The police said they’d send round a scene-of-crime officer. Half an hour later, there was a knock at the door, and May went to answer it: a trim woman in jeans and what looked like a bullet-proof vest introduced herself. She was carrying a shiny black briefcase. May showed her to the bathroom. The policewoman clicked open her briefcase, and set to work sprinkling powder over the surfaces near the window, then dusting them with a tiny soft brush. The woman went outside after that, and managed to find fingerprints on the outside window ledge; she took a copy on a small square of glass that she then put into her bag.

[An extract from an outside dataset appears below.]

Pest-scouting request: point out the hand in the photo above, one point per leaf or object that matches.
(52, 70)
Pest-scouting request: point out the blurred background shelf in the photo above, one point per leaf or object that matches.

However, the woman turned to May – and to Elizabeth, who had arrived halfway through the print-taking – even if they did manage to match the prints against someone else’s, they wouldn’t be able to make a conviction, she explained, because it was actually not illegal to touch the outside of another person’s property. Elizabeth stood there nodding, fascinated, and asked various questions, as if she were planning on a career in forensics. The policewoman, it turned out, had combined forensic science with drama; in fact, she had an Arts degree (she had changed career). Cool! What college had she been to for that? Elizabeth asked. Saint Martin’s, she’d done sculpting and installation. Elizabeth was also into art, she told the woman as she lit herself a cigarette, and she was thinking of Goldsmiths – inhale, inhale – what was the policewoman’s opinion on that place? No, the policewoman didn’t want a cigarette, thanks. Well – the woman was packing up her briefcase now – she didn’t know much about that place, just that it was supposed to be a bit more theory-based, or so she thought, but at the end of the day, it depended on what you were really looking for, didn’t it? Yeah, it was a matter of taste, that was what Elizabeth thought, too; it was what you were looking for, wasn’t it?